Politics

White House correspondent Mark Landler on Obama, Clinton, Sanders and Trump

15:08 pm on 9 May 2016

According to New York Times White House correspondent Mark Landler, two words describe the relationship between US president Barack Obama and his former Secretary of State (who now wants his job)… it’s complicated.

It is never easy when formal rivals join the same team, and Landler saw the tension first-hand while covering the State Department during Clinton's time as Secretary of State.

In his new book Alter Egos: Hillary Clinton, Barack Obama, and the Twilight Struggle Over American Power Landler reveals how the president and his chief diplomat – whose views of America's role in the world are often opposing - worked together.

Jesse Mulligan talks with Mark Landler

Read an edited snapshot of their conversation:

Why did Obama offer Hillary Clinton this job and why did she take it?

Mark Landler: Well, he had a couple of reasons. One was when he was elected, if you remember, the country was in the midst of a fairly terrible financial crisis and a recession that was verging on a depression. And he knew that he was going to have very little time in his first year, at least, to devote to foreign policy and travelling the world. He had also come in after eight years of George W Bush when our relationships with many of our allies and other countries were at a really low point.

So he was looking for a very high-visibility person who had her own stature, in this case Hillary Clinton, to basically  go around the world and mend a lot of fences and rebuild the US's reputation at a time when he really couldn’t do it himself because he was so preoccupied at home. And then beyond that, by naming his chief political rival as a member of his own cabinet, he effectively took her out of the mix for a challenge four years later. She would have been a very major opposition voice in his own party had he left her in the senate.

So there was sort of a political reason and a strategic reason. On her part I think it was as simple as she still had ambitions for higher office and he thought that being Secretary of State would remove her from the political fray, but give her a very high-profile position. I think the prospect of going back to the Senate after an unsuccessful presidential bid has, generally, been an unhappy thing for people who’ve done it. John McCain went back after losing to Barack Obama in 2008 and, by all accounts, had a very rough few years.

There were colourful moments, with the two of them working together. Can you tell us what happened at the Copenhagen Climate Summit?

Mark Landler: This was an occasion in December 2009… and this meeting went very badly. There was a great disagreement. The developing economies – China, India, South Africa – were just simply not willing to make the kind of commitments that Europe and the US were seeking from them. So [Hillary]Clinton had gone rather reluctantly to this meeting and as soon as he got there she realised it was a disaster. So she called back to the White House and asked President Obama to get on a plane and come.

His aides didn’t want him to go, because they thought it was a loser and they basically thought he was diverting himself from important work at home.
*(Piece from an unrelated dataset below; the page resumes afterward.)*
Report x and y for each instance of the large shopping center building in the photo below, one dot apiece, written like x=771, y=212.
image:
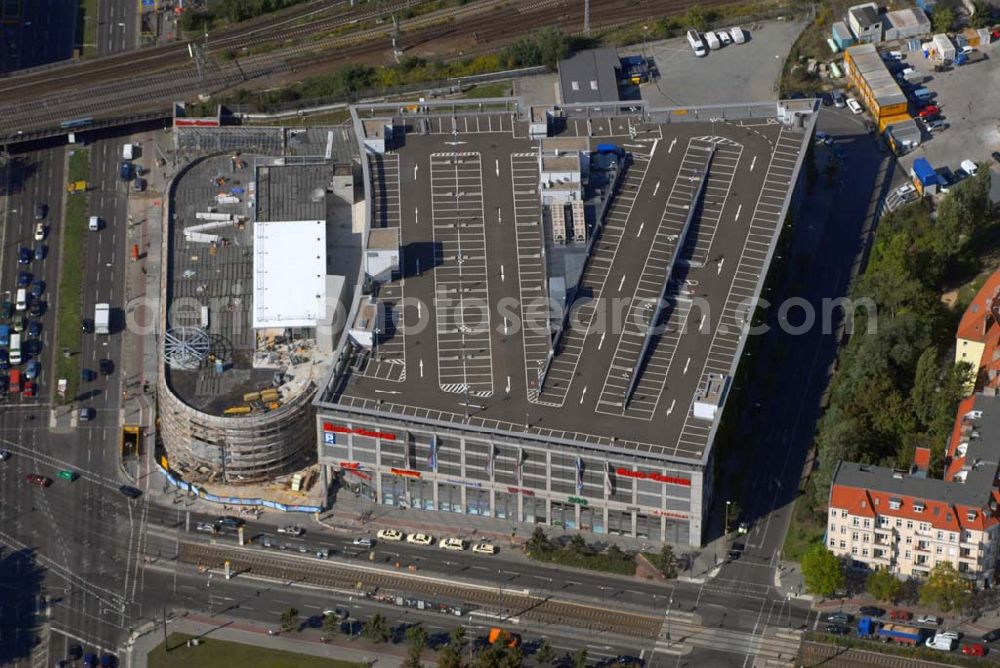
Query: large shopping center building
x=459, y=386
Be he flew out and got there, and the two of them holed up in a coffee shop and she briefed him on what was going on.

Then he decided that the thing to do was to confront these developing economies directly. As it happened, they were all meeting in a conference room down a long hallway. They didn't want the US to be in the room, in fact, they had locked the door and were meeting themselves.

[So] Clinton and the president marched off down in the direction of that conference room. When they got there a Chinese security agent was waving them away. And Obama basically just gate-crashed, walked right into the room in the middle of the meeting and said to the Prime Minister of China “Mr Wen, can we talk?”

And the two of them sat down and over the course of 45 minutes negotiated an agreement that in hindsight looked rather weak, but at least it saved this summit meeting from total collapse… It was an important moment for the two of them because it was the first time they’d really been in the trenches together working on a major diplomatic problem. And I think they emerged from this experience with more trust in each other and more of an appreciation of each other’s personal style.

Why do so many voters dislike Hillary Clinton?

Mark Landler:  It's partly the accumulation of 25 years of negative stories about her. It’s partly the persistent feeling that she isn’t quite on the level. It’s partly the fact that she has racked up a huge amount of money spending to banks like Goldman Sachs. It’s partly the recent scandal you may have heard about involving her email account, where she did all her email on a personal account in a server that she housed in the basement of her home in New York, rather than the State Department system – which fuels the suspicion on the part of many people that she’s not quite transparent and trustworthy.

These are issues that she’s wrestled with as long as she’s been a public figure – so we’re talking 20 or 25 years.

Under the onslaught of negative advertising and criticism from either Bernie Sanders, or certainly Donald Trump, in the coming months it constantly drives home these messages. The only thing she has going for her is that Donald Trump has even higher unfavourables than she does.